Comprar produtos sem nota fiscal ou sem comprovação de origem pode representar riscos ao consumidor. Além da possibilidade de prejuízo financeiro, a prática pode configurar crime de receptação, dependendo das circunstâncias.
Mesmo com a queda nos crimes contra o patrimônio registrada no estado em janeiro — com redução de 7,9% nos furtos (44.226 ocorrências) e de 24% nos roubos (12.128 casos) —, autoridades reforçam que a atenção na hora da compra continua sendo fundamental, especialmente em períodos de maior volume de promoções.
A recomendação é verificar sempre a procedência do produto.

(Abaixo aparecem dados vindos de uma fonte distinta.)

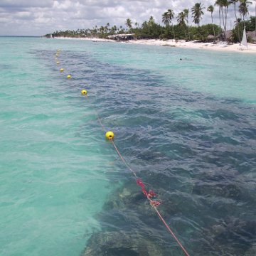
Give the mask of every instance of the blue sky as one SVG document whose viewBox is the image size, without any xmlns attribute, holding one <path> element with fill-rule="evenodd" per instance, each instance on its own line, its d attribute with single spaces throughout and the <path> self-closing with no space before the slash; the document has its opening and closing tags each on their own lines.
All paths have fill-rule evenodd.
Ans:
<svg viewBox="0 0 256 256">
<path fill-rule="evenodd" d="M 253 0 L 252 1 L 253 1 Z M 139 24 L 153 16 L 158 23 L 168 9 L 176 16 L 189 9 L 196 0 L 0 0 L 0 36 L 41 36 L 56 30 L 76 30 L 94 26 L 123 26 L 127 18 Z M 207 8 L 215 1 L 201 1 Z M 255 15 L 255 2 L 250 6 Z M 233 8 L 229 10 L 228 28 L 233 24 Z M 210 23 L 210 14 L 204 10 L 201 23 Z M 218 11 L 214 11 L 218 23 Z M 190 22 L 192 18 L 190 17 Z"/>
</svg>

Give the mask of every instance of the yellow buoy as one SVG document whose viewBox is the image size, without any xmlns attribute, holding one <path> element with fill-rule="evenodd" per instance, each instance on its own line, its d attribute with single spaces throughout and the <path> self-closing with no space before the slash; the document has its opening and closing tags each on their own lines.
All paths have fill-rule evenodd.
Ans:
<svg viewBox="0 0 256 256">
<path fill-rule="evenodd" d="M 81 94 L 82 95 L 87 95 L 87 90 L 81 90 Z"/>
<path fill-rule="evenodd" d="M 106 139 L 108 140 L 112 140 L 114 139 L 114 132 L 109 131 L 106 132 Z"/>
</svg>

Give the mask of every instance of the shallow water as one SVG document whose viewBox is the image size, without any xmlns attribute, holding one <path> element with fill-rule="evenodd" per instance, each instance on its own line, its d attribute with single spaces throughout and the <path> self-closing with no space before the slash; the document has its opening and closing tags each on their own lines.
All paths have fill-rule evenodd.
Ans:
<svg viewBox="0 0 256 256">
<path fill-rule="evenodd" d="M 92 233 L 120 231 L 183 255 L 143 196 L 124 199 L 139 188 L 97 114 L 191 255 L 254 255 L 255 55 L 42 38 L 0 45 L 1 255 L 79 255 Z"/>
</svg>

A receptação ocorre quando uma pessoa adquire, transporta, oculta ou vende itens provenientes de furto ou roubo, inclusive quando há indícios de irregularidade.
Esse tipo de prática contribui diretamente para a continuidade de crimes patrimoniais, como furtos e roubos de celulares e eletrônicos. Isso porque a existência de compradores mantém ativo o mercado ilegal.
“O consumidor precisa exigir a nota fiscal e desconfiar de ofertas muito abaixo do preço de mercado. Esse é um dos principais sinais de irregularidade e pode indicar origem ilícita”, afirma Ronaldo Sayeg, diretor do Departamento de Investigações Criminais da Polícia Civil de São Paulo.
Segundo ele, mesmo quem não participou do crime pode ser responsabilizado. “A pessoa pode responder por receptação ao adquirir um produto sem procedência comprovada ou diante de indícios de ilegalidade”, explica.
No caso de celulares com registro de roubo ou furto, a Secretaria da Segurança Pública de São Paulo atua por meio do programa SP Mobile .
A iniciativa cruza dados de boletins de ocorrência com informações de operadoras de telefonia para identificar aparelhos subtraídos que foram reativados.
Quando um celular com restrição é localizado, o portador é notificado para comparecer a uma delegacia, onde deve comprovar a origem do aparelho ou realizar a devolução voluntária. A medida auxilia na recuperação dos dispositivos e no combate à cadeia de receptação.